Sade Boyewa El: Having worked in the fashion industry for many years, there’s very few spots and it’s very controlled when it comes to the final decision – there are lots of gatekeepers who make the ultimate decisions. When you’re working with magazines, so many stories will be cut or things are altered, so I think it’s really important for us as creatives to have our own platform.

Julien from the series *Holy the Harlem Faces* - © Photography Nuria Mendoza, System Magazine

Julien from the series Holy the Harlem Faces

Photography Nuria Mendoza

How does it feel to be able to continue celebrating your neighbourhood, while simultaneously seeing other creatives from your community given a platform to succeed?

Sade Boyewa El: The outpouring of love and positivity and the responses from people who would post on Instagram to celebrate Faces of Harlem is tremendous. To see the feedback that came from people who just happened to stumble upon the exhibition really made my day.
I know there’s a future in free outdoor exhibitions for the public within the community.

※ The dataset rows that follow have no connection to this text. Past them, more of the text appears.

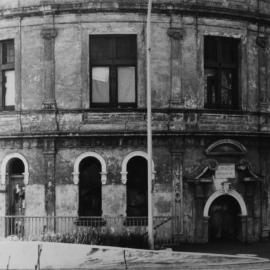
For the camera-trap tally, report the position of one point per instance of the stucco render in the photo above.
(53, 122)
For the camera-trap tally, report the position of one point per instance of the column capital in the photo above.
(175, 33)
(48, 33)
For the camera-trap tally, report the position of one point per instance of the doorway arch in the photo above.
(229, 209)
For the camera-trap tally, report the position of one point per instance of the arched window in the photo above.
(90, 187)
(137, 205)
(15, 187)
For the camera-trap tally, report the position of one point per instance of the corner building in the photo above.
(73, 116)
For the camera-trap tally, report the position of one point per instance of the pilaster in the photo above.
(177, 175)
(176, 36)
(49, 33)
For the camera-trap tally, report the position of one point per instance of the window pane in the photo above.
(8, 52)
(100, 85)
(226, 88)
(9, 78)
(210, 86)
(126, 84)
(229, 51)
(210, 50)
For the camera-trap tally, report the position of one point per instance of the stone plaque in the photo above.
(225, 171)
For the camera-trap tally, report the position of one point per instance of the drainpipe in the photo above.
(149, 126)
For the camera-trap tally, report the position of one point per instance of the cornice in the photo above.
(208, 9)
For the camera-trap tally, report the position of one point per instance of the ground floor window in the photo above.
(137, 187)
(90, 188)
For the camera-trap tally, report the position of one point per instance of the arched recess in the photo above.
(126, 160)
(76, 171)
(5, 161)
(219, 193)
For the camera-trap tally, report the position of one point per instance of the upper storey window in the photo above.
(221, 72)
(7, 74)
(113, 60)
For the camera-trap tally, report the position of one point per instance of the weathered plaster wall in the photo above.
(35, 200)
(66, 200)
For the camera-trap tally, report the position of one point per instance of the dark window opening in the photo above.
(15, 192)
(224, 222)
(7, 75)
(113, 67)
(90, 188)
(16, 166)
(137, 205)
(221, 72)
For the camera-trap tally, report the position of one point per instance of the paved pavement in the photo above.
(23, 255)
(261, 249)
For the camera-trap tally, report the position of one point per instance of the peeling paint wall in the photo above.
(52, 138)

I’m wondering why we don’t see this more elsewhere, it seems like a simple but impactful way of bringing art into neighbourhoods, but also a way of highlighting burgeoning creatives from all different backgrounds.

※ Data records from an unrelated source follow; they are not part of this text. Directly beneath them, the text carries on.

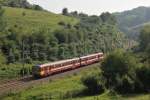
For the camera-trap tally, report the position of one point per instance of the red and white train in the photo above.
(47, 69)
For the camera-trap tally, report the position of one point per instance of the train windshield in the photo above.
(35, 69)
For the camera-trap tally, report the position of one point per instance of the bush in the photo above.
(143, 75)
(119, 71)
(93, 84)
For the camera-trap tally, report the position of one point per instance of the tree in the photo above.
(65, 11)
(37, 7)
(119, 71)
(145, 38)
(2, 23)
(2, 58)
(93, 84)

Sade Boyewa El: Absolutely, anyone can do it. There’s a lot of red tape that you have to work through and it’s tough to really push through any application, but just talk to people you know and really go for it.

As a final question, what do you hope people attending the exhibition take away from the experience?

Sade Boyewa El: I hope that they’re going to spread the love and that they’re really going to see this as the beautiful, positive experience that it is. I want to bring joy and hopefully people will see themselves in a positive light. The takeaway for people within New York, or people from the outside, is to learn something about the people within a community. It’s really about the connections between people and the community, not just the connections to each other. Communities are made up of different people from different socioeconomic statuses and there is a divide, but I hope this is going to bring happiness.

Faces of Harlem – a visual love letter in 100 portraits commemorating Harlem and its beautiful everyday people – is on display at Morningside Park, New York (112th St entrance) from August 6 to November 30, 2022.